Mário Márcio Torres, do PDT    Mesmo sob resistência de setores do PDT, o professor e suplente de vereador Sérgio Cintra assume oficialmente nesta sexta (30) a pasta da Cultura da Capital. A solenidade está prevista para as 9h, no Clube Feminino. Em entrevista ao RDNews nesta quinta, o radialista Mário Márcio Torres, que foi reconduzido à presidência da comissão provisória da Capital e já pedirá renúncia do cargo, disse que a decisão de sacramentar o nome de Cintra é do prefeito Chico Galindo (PTB).

   Segundo ele, a direção pedetista havia aprovado a indicação de Paola Reis, mas esse procedimento surgiu tarde demais, porque, numa articulação antes junto ao Palácio Alencastro, Galindo tinha aceitado Cintra como futuro secretário, em substituição a Adevair Cabral, que retorna à Câmara. Quem mais se articulou para emplacar Cintra não foram nem os pedetistas, mas sim o médico e ex-secretário de Saúde da Capital na gestão Wilson Santos, Aray da Fonseca, pré-candidato a deputado estadual pelo PTB, mesmo partido de Galindo. Aray fechou acordão com Cintra para este apoiá-lo na corrida à Assembleia e, em moeda de troca, emplacá-lo como secretário. E, assim, bateram o martelo, com aval do prefeito.

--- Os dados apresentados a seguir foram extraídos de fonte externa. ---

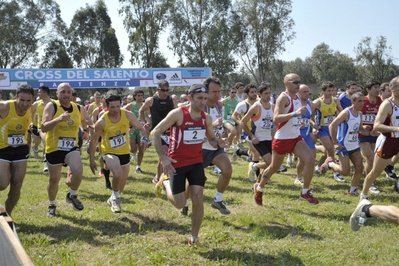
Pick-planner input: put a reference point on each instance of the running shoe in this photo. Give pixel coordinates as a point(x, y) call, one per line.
point(217, 170)
point(51, 211)
point(251, 172)
point(76, 204)
point(324, 167)
point(184, 211)
point(358, 217)
point(45, 167)
point(373, 189)
point(390, 172)
point(258, 195)
point(138, 171)
point(159, 186)
point(282, 169)
point(353, 193)
point(338, 177)
point(68, 181)
point(198, 246)
point(155, 179)
point(298, 181)
point(220, 206)
point(309, 197)
point(289, 160)
point(108, 185)
point(115, 204)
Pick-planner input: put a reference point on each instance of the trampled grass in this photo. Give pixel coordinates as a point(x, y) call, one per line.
point(150, 231)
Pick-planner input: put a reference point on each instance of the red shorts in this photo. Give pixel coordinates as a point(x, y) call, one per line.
point(284, 146)
point(385, 147)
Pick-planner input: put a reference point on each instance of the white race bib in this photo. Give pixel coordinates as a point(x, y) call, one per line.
point(353, 136)
point(193, 135)
point(267, 124)
point(16, 140)
point(66, 144)
point(117, 141)
point(328, 119)
point(165, 138)
point(368, 118)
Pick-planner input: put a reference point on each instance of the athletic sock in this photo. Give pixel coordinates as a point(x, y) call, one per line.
point(218, 197)
point(72, 193)
point(115, 194)
point(366, 210)
point(106, 174)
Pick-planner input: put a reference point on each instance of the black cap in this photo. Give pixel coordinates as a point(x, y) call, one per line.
point(197, 88)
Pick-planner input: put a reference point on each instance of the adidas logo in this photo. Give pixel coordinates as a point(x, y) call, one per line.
point(175, 77)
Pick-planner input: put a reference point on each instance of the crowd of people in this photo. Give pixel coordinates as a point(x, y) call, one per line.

    Mário Márcio disse que o seu nome está sendo usado indevidamente por colegas pedetistas e, por isso, decidiu que nesta sexta vai protocolar junto à Justiça Eleitoral o seu afastamento da presidência do diretório municipal. Ele argumenta que não concorda com a intransigência de alguns, que querem até expulsão dos vereadores do partido e rompimento com a gestão Galindo. "Quem tem o poder da caneta é o prefeito e o partido não pode vetar companheiro do partido", enfatiza o dirigente, acerca da escolha pelo Alencastro do nome de Cintra em detrimento do de Paola. "Vou deixar a presidência do partido porque não quero me indispor com ninguém. Tem muita gente falando por mim".

    O PDT vive uma situação emblemática, principalmente quanto ao diretório da Capital. Esteve recentemente sob comando do vereador Toninho de Souza, que deixou a direção para Mário retornar ao posto. Agora, o radialista também pede para sair. Por causa de brigas internas, a legenda tem perdido quadros e representatividade. Chegou a ter duas secretarias no Alencastro, mas ficou sem Esporte e Cidadania, hoje sob o vereador licenciado Néviton Fagundes (PRTB). Só restou a Cultura.

    Com Wilson

    Mário Márcio tomou a decisão de deixar a presidência por outras razões. É que o seu candidato a governador é o ex-prefeito da Capital Wilson Santos, de quem é velho amigo, enquanto o PDT está fechado com Mauro Mendes (PSB). Argumenta que já tinha adiantado para os colegas que em junho iria pedir afastamento para fazer campanha para o tucano. Ele fez alusão à frase de efeito "Quem conhece Brizola, vota Brizola", usada na campanha presidencial de Leonel Brizola (já falecido), em 1989, para, emendar: "Eu conheço Wilson e voto Wilson".

    Para o pedetista, o tucano "é um cara de valor". "Ele (Wilson) vai superar o desgaste porque tem capacidade e nos debates vai mostrar os feitos de quando foi prefeito de Cuiabá", enfatiza Mário Márcio. Diz ainda não ter contra os demais pré-candidatos mas, por laços de amizade, vai trabalhar pela eleição de Wilson a governador. Já o seu candidato ao senador será o pedetista Pedro Taques. Adianta que apoiará também os candidatos proporcionais do partido.